D’autant plus dans le monde anglophone, qui a relativement peu de liens historiques avec l’Algérie. À ce propos, la première fois que je me préparais à visiter l’Algérie, en 2012 (avant de m’installer à Alger en 2013), j’ai peiné à trouver des livres ou des textes sur le pays et surtout sur sa situation actuelle. Au fil des années, ce gap persistait, mais en parallèle j’ai développé ma connaissance du pays grâce à tout ce que j’ai appris de ma vie quotidienne à Alger, de mes voyages un peu partout dans le pays et de mes échanges avec les Algériens.
Est-ce cette “méconnaissance” du public anglophone qui vous a poussé à rédiger ce livre ?
Lorsque j’ai quitté le pays en 2020, j’ai donc senti que j’avais l’opportunité (que j’ai ressentie comme presque une obligation) de structurer et de publier ce que j’ai vécu et appris en Algérie et ce, pour le mettre au profit des autres anglophones curieux de découvrir le pays. Dans le livre, je dresse un portrait des différents piliers qui constituent, d’après mes observations, “le rêve algérien” : des opportunités économiques aux loisirs et divertissement, de l’éducation à la santé, de la justice jusqu’au sens d’appartenance et d’identité forte... Sur un sujet aussi large, il n’est ni possible ni intéressant d’imposer aux lecteurs une seule conclusion ou message. J’essaie simplement de les sensibiliser sur les dynamiques que j’ai observées et qui, à mon avis, animent l’Algérie contemporaine. J’espère que cela aidera à établir une base de compréhension sur laquelle des Algériens peuvent se construire eux-mêmes !
Vous invitez les lecteurs à découvrir “cette génération, ses espoirs pour l’avenir et, surtout, les frustrations qui l’ont fait descendre en masse dans la rue depuis 2019”. Quel regard portez-vous sur cette jeunesse algérienne si différente culturellement de la jeunesse américaine ?
Mes voyages, mon travail et la vie quotidienne dans ce pays m’ont permis de réaliser beaucoup d’échanges avec la jeunesse algérienne. Ayant grandi avec les influences de la télévision satellite et surtout de l’internet et des réseaux sociaux, ces jeunes ont un regard particulier sur le monde, sur leur patrie et sa place dans ce monde, sur eux-mêmes et ce qu’ils peuvent espérer de la vie. Même si cette génération constitue une majorité de la population, elle semble souvent peu écoutée ou comprise.

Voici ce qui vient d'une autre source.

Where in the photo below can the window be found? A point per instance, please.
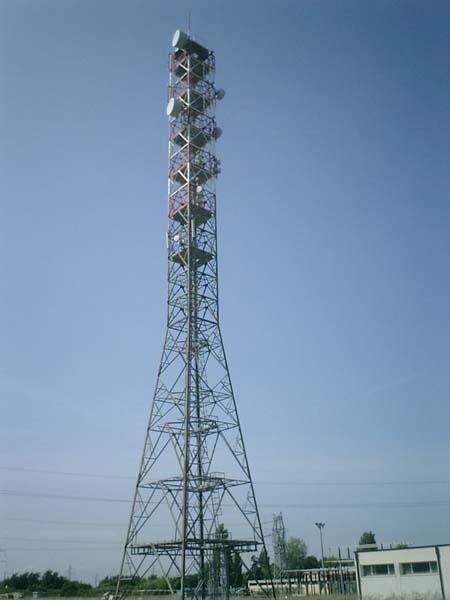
(418, 568)
(387, 569)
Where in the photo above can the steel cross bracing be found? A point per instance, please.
(194, 506)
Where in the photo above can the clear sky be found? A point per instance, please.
(334, 247)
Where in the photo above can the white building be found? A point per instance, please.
(419, 571)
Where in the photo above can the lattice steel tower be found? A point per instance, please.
(194, 513)
(279, 546)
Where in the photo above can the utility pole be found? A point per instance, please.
(321, 526)
(194, 475)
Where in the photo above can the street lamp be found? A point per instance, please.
(321, 526)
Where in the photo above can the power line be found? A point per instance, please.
(392, 482)
(59, 540)
(388, 504)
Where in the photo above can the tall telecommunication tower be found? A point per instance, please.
(194, 514)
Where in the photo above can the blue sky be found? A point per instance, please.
(334, 249)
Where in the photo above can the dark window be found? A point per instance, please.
(386, 569)
(418, 567)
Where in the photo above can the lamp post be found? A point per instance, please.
(321, 526)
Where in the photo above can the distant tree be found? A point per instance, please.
(310, 562)
(368, 537)
(296, 550)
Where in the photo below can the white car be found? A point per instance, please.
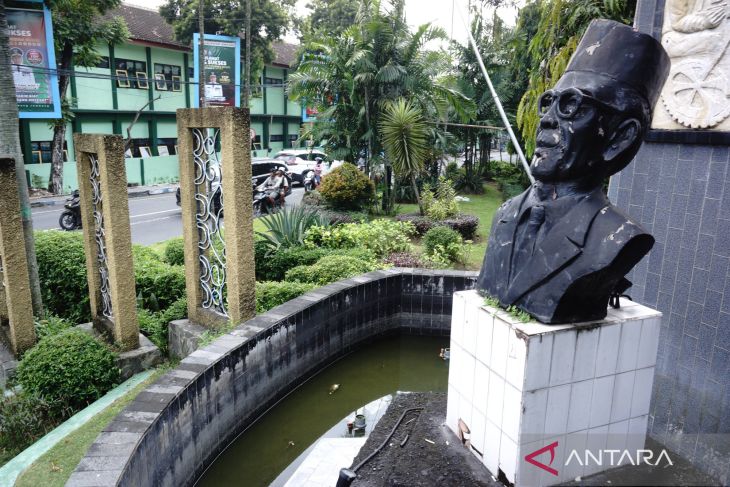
(301, 162)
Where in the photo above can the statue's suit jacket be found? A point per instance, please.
(573, 269)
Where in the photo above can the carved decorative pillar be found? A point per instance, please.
(15, 300)
(107, 236)
(215, 177)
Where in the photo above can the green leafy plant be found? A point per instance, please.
(272, 294)
(404, 135)
(24, 418)
(70, 369)
(347, 188)
(443, 245)
(288, 227)
(154, 325)
(440, 204)
(50, 324)
(62, 274)
(380, 236)
(330, 269)
(175, 251)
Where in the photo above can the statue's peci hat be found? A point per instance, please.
(632, 59)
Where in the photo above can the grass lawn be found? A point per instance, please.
(483, 206)
(55, 466)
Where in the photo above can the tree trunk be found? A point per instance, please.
(55, 182)
(418, 196)
(10, 145)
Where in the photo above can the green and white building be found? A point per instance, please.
(103, 101)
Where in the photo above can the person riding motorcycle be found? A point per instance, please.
(275, 187)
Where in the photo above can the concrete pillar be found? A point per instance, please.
(107, 237)
(219, 269)
(16, 305)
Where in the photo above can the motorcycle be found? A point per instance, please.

Par exemple, j’ai entendu souvent des Algériens plus âgés critiquer les jeunes comme étant paresseux, ou même parfois comme trop ouverts d’esprit. Mais j’en connais beaucoup qui sont bosseurs lorsqu’ils font face à une vraie opportunité. Et le fait qu’un jeune Algérien aime les Mangas, le K-Pop, Instagram ou Barça ne fait pas de lui un extraterrestre et ne veut surtout pas dire qu’il ne sait pas d’où il vient. J’ai toujours trouvé les jeunes Algériens fortement ancrés dans leurs traditions, leurs valeurs et leur amour pour l’Algérie, peu importe quelle musique ils écoutent ou quels loisirs ils pratiquent. Cela dit, beaucoup de cette génération sont marqués par un regard plus ouvert sur le monde, ce qui fait que leur conception du “rêve algérien” ne correspond pas aux aspirations de leurs parents ou de leurs grands-parents. C’est cette distinction qui est au cœur du livre et qui a aussi influé sur les événements que l’Algérie a vécus depuis plusieurs années, notamment le Hirak, où les jeunes ont joué un rôle très important.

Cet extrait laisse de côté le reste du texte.